Legislature Making Poor Choices As ‘Strong On The Second Amendment’

Legislature Making Poor Choices As ‘Strong On The Second Amendment’
Tennessee Firearms Association released a report today on the Attorney General Opinion 19-07 which addresses a 2017 change in Tennessee law concerning carrying firearms in “buildings” as opposed to “rooms” in which judicial proceedings are in progress.
John Harris, Executive Director of the Tennessee Firearms Association, said “the TFA has been concerned about this 2017 change in the law and others that have been enacted since Tennessee’s legislature became subject to a super majority of Republicans in 2010. While some good pro-2nd Amendment laws have been enacted in that nine year window, there are others that do not lend any support to the assertions that the Republican Caucus in the General Assembly is a strong defender of the rights of the citizens which rights are expressly protected by the Second Amendment”.
In 2017, Rep. William Lamberth (R.) and Sen. John Stevens (R.) pushed through a change in a Tennessee statute which had prohibited firearms in courtrooms when court was in session and expanded the prohibition on firearms to the entire building – even if there is no posted notice that there is a courtroom or court proceedings taking place in the building. This expansion, for which there was no apparent need and there is no “notice” or “posting” requirement, makes it a Class E felony to even enter the building if court proceedings (which might be nothing more than a conference call being made by a judge who is somewhere in the building).
According to Harris, “Representative Terri Lynn Weaver worked with concerns raised by Tennessee Firearms Association over whether the law was a trap for citizens. Rep. Weaver sought an Attorney General opinion to better understand the new language and to assess what kind of legislative changes need to be made to fix this mess.”

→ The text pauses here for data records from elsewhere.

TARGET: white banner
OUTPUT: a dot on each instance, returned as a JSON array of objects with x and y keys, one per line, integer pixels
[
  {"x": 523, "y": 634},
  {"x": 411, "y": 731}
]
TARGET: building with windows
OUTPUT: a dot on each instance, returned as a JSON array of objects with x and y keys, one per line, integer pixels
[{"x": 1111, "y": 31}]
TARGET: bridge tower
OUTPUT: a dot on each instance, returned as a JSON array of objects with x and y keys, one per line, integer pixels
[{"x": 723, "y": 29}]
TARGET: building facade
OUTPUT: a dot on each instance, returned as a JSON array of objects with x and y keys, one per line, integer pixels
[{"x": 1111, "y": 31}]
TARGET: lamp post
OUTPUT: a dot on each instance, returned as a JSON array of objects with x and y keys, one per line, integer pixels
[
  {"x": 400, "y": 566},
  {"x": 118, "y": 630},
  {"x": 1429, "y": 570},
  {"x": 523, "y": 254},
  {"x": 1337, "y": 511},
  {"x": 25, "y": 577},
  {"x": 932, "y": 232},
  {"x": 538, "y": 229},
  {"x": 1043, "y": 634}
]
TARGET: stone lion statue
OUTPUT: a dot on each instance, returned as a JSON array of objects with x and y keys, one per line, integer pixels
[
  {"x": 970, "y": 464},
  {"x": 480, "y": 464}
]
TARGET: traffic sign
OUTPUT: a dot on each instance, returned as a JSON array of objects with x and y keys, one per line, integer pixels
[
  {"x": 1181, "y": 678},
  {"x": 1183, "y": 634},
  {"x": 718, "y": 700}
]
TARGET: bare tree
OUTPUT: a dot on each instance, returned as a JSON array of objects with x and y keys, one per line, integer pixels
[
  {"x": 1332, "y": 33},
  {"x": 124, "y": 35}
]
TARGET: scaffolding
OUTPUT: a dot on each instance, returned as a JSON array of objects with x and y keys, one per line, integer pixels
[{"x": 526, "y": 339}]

According to the opinion, it may be a Class E felony for a gun owner, even a permit holder, to carry the firearm anywhere in the building even if there is no posting so long as the individual acted “intentionally, knowingly or recklessly” and so long as some kind of judicial proceedings or hearings (even if not in a courtroom) were taking place. Thus, the individual might be going to a clerk’s office, to register to vote, to record a deed, or any number of other activities that do not even involve the court system and still be charged with a felony. On the other hand, if on the same day but perhaps at a time different time, there were no “court proceedings” in progress anywhere in the building the exact same conduct by the individual could be perfectly legal.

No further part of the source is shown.